This piece was kindly submitted by a friend of mine who I regularly discuss all things exercise and nutrition with. I thought you may enjoy his take on current fat loss diet trends. He is without doubt a twisted genius. If you are into your exercise nutrition then you should find this a very interesting read.
DISCLAIMER: You may or may not agree with any or all of the following, but I definitely don’t care.
OK, let’s start at the beginning. Say you’re doing a diet routine out of FLEX magazine. This means that it’s pretty much a derivation of what I’ll call the “old skool” bodybuilder approach to fat loss. Now, on the one hand this is tried-and-tested methodology. The way sh*t got done by bodybuilders (BBs) looking to get stage-ready, and the way that sh*t still gets done today by many. The simple fact is that this approach has been run so f*cking often that every last inside-out piece of it is understood.

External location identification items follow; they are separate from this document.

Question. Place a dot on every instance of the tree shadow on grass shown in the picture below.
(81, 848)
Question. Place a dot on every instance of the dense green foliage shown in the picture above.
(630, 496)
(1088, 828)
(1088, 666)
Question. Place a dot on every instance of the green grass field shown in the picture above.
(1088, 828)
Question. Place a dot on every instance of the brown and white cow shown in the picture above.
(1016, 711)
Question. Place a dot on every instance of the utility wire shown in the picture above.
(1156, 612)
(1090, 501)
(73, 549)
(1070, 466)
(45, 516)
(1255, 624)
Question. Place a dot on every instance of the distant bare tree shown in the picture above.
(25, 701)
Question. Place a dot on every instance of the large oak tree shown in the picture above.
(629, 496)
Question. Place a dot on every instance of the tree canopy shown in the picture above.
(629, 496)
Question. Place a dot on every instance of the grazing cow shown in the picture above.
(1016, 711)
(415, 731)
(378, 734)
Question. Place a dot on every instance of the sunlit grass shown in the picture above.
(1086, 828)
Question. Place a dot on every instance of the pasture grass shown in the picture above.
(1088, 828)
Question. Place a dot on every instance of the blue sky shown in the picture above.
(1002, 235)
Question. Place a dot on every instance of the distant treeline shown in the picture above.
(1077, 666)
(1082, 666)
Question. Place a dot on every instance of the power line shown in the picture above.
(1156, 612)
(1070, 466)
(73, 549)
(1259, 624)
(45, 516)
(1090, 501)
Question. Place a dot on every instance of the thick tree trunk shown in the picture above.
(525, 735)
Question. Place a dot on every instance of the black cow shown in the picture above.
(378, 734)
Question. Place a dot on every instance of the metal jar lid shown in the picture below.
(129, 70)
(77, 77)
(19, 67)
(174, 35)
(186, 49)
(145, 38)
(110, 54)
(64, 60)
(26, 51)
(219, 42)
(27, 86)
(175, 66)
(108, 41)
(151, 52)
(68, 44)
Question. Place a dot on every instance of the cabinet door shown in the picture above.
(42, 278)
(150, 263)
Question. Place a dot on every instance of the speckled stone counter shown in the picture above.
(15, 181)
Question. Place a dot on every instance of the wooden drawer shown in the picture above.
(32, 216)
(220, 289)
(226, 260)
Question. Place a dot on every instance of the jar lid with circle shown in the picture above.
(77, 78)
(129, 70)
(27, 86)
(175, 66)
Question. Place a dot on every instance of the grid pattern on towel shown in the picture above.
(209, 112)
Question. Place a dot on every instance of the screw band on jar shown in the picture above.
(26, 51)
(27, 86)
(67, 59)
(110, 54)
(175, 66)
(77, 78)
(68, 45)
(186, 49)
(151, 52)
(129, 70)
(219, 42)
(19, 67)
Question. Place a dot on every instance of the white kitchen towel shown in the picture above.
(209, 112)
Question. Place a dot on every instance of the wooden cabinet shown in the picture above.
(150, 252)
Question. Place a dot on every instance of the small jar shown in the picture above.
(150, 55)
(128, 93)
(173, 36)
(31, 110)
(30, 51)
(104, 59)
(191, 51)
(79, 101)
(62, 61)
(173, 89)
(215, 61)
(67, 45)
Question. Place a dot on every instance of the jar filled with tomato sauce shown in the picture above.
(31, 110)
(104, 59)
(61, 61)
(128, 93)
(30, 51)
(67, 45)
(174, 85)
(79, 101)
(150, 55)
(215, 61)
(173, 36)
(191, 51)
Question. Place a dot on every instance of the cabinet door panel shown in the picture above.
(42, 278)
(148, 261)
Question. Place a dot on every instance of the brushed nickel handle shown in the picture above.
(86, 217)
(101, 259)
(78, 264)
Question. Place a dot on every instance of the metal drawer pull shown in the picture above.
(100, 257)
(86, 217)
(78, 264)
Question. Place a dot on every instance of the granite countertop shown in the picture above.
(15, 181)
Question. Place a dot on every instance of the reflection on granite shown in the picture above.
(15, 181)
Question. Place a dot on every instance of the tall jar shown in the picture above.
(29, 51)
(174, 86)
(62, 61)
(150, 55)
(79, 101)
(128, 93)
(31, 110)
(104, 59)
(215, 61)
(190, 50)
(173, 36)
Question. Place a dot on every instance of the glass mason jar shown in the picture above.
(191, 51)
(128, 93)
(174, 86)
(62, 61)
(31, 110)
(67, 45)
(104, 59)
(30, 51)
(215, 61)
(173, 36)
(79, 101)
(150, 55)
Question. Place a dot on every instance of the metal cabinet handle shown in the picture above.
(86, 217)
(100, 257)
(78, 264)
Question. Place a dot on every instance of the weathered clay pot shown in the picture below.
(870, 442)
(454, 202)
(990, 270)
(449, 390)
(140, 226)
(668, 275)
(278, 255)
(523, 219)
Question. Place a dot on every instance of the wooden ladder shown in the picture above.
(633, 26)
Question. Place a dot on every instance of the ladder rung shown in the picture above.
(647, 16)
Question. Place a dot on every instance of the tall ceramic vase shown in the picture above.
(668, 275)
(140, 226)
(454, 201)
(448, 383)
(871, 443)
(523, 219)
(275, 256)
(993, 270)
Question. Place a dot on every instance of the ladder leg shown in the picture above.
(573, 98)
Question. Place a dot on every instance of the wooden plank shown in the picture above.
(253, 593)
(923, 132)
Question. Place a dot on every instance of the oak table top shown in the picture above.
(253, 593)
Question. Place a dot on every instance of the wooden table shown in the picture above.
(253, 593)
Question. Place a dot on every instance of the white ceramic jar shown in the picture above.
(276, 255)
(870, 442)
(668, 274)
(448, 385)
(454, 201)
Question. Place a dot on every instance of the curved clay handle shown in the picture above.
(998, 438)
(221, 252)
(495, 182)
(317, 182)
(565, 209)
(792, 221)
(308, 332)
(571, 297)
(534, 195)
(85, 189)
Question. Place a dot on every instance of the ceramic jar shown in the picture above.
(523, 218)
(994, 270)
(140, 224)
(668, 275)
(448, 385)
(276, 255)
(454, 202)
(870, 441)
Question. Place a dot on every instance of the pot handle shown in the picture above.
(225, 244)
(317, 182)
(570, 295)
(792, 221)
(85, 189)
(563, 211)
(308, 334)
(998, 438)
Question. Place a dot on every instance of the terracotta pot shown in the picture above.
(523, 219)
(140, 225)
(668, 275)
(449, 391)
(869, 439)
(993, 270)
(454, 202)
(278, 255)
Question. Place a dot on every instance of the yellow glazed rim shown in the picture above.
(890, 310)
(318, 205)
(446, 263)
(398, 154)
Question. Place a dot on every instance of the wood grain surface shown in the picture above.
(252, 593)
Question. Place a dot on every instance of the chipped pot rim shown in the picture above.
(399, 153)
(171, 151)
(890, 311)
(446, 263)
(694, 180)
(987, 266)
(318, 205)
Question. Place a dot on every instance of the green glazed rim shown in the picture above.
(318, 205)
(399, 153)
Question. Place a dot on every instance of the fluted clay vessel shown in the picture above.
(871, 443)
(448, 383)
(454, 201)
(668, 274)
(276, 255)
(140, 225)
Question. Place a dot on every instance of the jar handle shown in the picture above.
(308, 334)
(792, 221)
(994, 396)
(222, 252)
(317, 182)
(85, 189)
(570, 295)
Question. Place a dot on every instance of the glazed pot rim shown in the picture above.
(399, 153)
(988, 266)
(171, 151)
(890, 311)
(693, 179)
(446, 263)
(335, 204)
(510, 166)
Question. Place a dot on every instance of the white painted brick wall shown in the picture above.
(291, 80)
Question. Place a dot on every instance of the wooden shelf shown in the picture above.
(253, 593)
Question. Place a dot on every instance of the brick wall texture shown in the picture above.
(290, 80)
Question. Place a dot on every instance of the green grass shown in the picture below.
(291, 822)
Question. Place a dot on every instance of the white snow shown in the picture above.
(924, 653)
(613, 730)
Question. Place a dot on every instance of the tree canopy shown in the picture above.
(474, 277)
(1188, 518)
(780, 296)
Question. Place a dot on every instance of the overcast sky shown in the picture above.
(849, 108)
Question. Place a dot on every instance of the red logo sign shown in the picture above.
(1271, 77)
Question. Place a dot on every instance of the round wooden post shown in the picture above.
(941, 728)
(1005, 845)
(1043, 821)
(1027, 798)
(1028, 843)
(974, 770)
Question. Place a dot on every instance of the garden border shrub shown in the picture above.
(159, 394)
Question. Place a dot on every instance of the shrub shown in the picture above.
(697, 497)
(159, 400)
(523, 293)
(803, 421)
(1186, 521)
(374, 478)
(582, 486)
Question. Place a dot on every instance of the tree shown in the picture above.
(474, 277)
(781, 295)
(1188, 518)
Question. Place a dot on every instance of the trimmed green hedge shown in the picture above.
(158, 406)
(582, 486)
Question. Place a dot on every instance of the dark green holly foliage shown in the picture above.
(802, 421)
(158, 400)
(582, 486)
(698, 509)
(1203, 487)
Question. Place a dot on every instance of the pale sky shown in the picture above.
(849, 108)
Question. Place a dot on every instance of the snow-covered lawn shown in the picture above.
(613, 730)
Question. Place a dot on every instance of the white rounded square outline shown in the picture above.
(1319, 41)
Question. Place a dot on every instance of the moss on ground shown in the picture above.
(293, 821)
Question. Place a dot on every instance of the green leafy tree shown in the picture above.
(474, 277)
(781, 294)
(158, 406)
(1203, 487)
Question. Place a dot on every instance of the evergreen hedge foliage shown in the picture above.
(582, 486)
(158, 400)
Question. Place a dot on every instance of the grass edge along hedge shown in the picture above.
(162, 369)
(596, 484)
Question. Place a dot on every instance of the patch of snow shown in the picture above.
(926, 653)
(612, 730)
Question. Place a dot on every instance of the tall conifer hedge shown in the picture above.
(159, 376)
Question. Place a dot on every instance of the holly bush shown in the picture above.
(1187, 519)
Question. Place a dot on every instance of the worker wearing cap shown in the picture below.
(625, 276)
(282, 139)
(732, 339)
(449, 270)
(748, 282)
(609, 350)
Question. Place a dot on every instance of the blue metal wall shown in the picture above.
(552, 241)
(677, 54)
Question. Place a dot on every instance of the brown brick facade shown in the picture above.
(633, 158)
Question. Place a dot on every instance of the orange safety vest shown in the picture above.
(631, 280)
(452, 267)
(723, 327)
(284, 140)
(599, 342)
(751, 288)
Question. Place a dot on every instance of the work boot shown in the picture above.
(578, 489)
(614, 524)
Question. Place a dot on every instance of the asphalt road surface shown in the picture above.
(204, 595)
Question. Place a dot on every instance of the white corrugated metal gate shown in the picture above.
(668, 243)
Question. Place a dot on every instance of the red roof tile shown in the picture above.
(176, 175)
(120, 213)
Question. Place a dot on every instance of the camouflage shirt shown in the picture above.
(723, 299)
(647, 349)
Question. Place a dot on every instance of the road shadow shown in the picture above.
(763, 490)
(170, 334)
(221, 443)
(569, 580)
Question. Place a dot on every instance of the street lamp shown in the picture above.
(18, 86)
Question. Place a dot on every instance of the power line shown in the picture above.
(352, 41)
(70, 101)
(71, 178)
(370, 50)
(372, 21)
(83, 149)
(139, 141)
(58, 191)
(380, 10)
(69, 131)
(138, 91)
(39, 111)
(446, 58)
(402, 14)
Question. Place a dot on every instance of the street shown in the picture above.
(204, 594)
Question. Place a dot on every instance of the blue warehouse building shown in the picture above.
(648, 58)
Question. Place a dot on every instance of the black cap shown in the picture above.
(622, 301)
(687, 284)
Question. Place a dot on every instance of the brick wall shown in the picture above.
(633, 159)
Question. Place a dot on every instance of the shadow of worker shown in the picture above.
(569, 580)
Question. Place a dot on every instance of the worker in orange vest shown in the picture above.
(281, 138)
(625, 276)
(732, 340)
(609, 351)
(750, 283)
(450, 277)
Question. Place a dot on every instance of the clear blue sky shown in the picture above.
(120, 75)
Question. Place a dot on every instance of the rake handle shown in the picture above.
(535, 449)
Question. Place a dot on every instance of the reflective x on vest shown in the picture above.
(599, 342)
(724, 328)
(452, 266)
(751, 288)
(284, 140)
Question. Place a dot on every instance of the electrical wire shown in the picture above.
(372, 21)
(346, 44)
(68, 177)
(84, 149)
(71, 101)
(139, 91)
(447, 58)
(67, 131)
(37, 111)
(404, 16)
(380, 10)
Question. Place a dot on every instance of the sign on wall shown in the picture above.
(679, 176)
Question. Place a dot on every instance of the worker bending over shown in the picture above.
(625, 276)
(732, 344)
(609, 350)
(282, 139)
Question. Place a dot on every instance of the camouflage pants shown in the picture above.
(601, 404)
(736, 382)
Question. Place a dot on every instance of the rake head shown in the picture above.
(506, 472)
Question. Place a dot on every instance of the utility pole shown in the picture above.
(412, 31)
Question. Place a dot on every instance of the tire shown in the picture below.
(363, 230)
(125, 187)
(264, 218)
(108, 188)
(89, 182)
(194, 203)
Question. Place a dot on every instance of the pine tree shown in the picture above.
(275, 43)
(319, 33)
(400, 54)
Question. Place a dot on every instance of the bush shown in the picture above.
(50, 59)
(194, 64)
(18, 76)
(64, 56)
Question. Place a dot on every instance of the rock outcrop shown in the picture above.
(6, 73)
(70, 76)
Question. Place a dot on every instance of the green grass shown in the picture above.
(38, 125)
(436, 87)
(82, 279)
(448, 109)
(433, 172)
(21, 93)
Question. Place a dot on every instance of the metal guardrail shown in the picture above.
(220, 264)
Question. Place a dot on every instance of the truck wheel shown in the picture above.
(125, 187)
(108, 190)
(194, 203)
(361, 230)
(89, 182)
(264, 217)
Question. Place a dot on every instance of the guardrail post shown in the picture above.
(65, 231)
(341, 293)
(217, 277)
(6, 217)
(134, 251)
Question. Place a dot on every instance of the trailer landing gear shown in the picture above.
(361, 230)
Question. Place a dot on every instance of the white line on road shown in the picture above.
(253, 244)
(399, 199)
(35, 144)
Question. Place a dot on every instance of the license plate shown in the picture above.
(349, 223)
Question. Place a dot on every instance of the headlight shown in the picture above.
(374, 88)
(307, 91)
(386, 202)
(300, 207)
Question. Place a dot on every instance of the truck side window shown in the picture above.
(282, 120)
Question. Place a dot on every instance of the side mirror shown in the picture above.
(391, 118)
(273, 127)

BUT – and this is important – THAT DOESN’T MEAN THAT THIS METHOD ISNT OUTMODED IN MANY WAYS. No-one is saying “that won’t work”, because it’s worked many, many times. What many are now saying is that it doesn’t need to go down like that.
So let’s look at the key tenets of this typical approach I’m talking about (NB this is generic, not specific)
– Eat every few hours. Small, pre-prepped meals on a tight schedule.
– High protein, moderate carb, moderate fat (carbs tend to be varied depending on training / rest days)
– Protein tends to be lean; carbs tend to be low-GI, fat tends to be mono/poly unsaturated
– Carbs may well be tapered; carby breakfast / reducing from there
– Emphasis is steadfastly on clean eating, “cheating” is few and far between and usually only comes in at the end of the cutting cycle
– Weight training replaces intensity with volume the longer the diet progresses
– Steady-state cardio is a big part of the approach; the amount is usually inverse to the amount of body fat left to lose (the closer to the end goal, the more the cardio load)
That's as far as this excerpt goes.